Enter your CSMS's wss:// URL (+ station id and Basic-auth password if needed) and Rey opens a real OCPP connection to your backend. Watch exactly how your CSMS handles a boot, an authorize, and a transaction — before any hardware is on site.

What you can test

  • The boot handshake — does your CSMS return Accepted, and set the heartbeat interval?
  • Authorization — how does it respond to an idToken, and to a rejected one?
  • The transaction lifecycleStartTransactionMeterValuesStopTransaction in 1.6, or TransactionEvent Started → Updated → Ended in 2.0.1/2.1.
  • CSMS-initiated commands — send a remote start, a Reset, or a TriggerMessage and watch the station respond.
  • The device model — browse and edit the station's variables live, and see how GetVariables / SetVariables behave (in 1.6, the flat configuration keys).
  • Certificate management (2.0.1/2.1) — the station generates a real key and CSR, the CSMS signs it, and you see the installed certificate on the charger. The OCPP cert lifecycle, with real crypto.
  • The wire format — every message shown as its real OCPP-J array, so you can copy frames as test fixtures.

New to the protocol? Start with what OCPP is, then watch the message flow in the OCPP simulator (a passive walkthrough) — and come back here to test your own CSMS live. Rey is open source on GitHub.

Building a CSMS or charge-point firmware?

Rey helps you smoke-test it. The OCPP course takes you from reading frames to building the whole thing — the device model, the transaction engine, smart charging, and security profiles.

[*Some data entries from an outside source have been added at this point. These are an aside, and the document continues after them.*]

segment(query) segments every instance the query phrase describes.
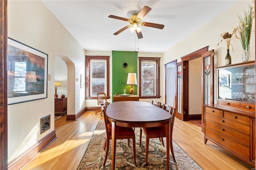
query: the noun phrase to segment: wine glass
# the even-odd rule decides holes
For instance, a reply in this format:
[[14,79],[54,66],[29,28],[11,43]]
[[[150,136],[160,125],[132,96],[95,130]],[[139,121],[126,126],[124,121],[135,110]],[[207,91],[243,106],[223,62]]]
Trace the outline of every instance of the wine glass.
[[248,83],[248,76],[250,75],[249,73],[242,73],[242,83],[244,84]]
[[251,73],[250,74],[250,75],[248,76],[248,77],[249,83],[254,84],[255,83],[255,73]]
[[241,78],[242,76],[242,73],[236,73],[236,76],[234,79],[234,82],[235,81],[237,81],[238,83],[241,83]]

Frequently asked questions

What is a virtual charge point?

A virtual charge point (or charge-point emulator) is software that behaves like a physical EV charging station on the OCPP protocol, so you can test a CSMS or learn the message flow without any hardware. Rey is a browser-based one — you drive it in a tab and watch every OCPP-J frame.

Can I test my own CSMS with it?

Yes. Pick your OCPP version, switch to "Connect my CSMS", enter your CSMS's wss:// URL, a station id, and a Basic-auth password if it needs one, and Rey opens a real OCPP connection to your backend — boot, authorize, run a transaction, and see exactly how your CSMS responds. A relay presents the auth headers a browser can't set.

Do I need to install anything or wire up hardware?

No. Rey runs entirely in the browser. For a zero-setup look, the default "Explore" mode drives the station against a built-in demo CSMS — no backend of your own required.

Which OCPP versions does it support?

All three: OCPP 1.6 (1.6-J) — the largest install base — plus OCPP 2.0.1 and OCPP 2.1, all over OCPP-J on WebSocket. Pick the version before you connect; Rey is the one charger across versions, so each speaks its own real message set (StartTransaction/MeterValues/StopTransaction in 1.6, TransactionEvent in 2.0.1/2.1).

Can it do certificates or Plug & Charge?

It demonstrates the OCPP 2.0.1/2.1 certificate lifecycle for real: click "Request a certificate" and the station generates a genuine RSA key pair and CSR, the built-in CSMS signs it (acting as a mini-CA) and returns it over CertificateSigned, and Rey shows the installed certificate — subject, issuer, serial, validity, and SHA-256 fingerprint. That is the cert machinery security profiles 2/3 and ISO 15118 Plug & Charge rely on. It is not the ISO 15118 EV-to-charger handshake itself, which happens on a wire a browser tool cannot reach.

Is it open source?

Yes — the source is public on GitHub. It is a free teaching and testing tool, not a product. Contributions are welcome via pull request.

How is this different from the OCPP simulator on this site?

The OCPP simulator replays a canned message flow so you can learn the sequence passively. Rey is a live charge point you drive against a real or demo CSMS over an actual WebSocket — use the simulator to learn the flow, use Rey to test your own backend.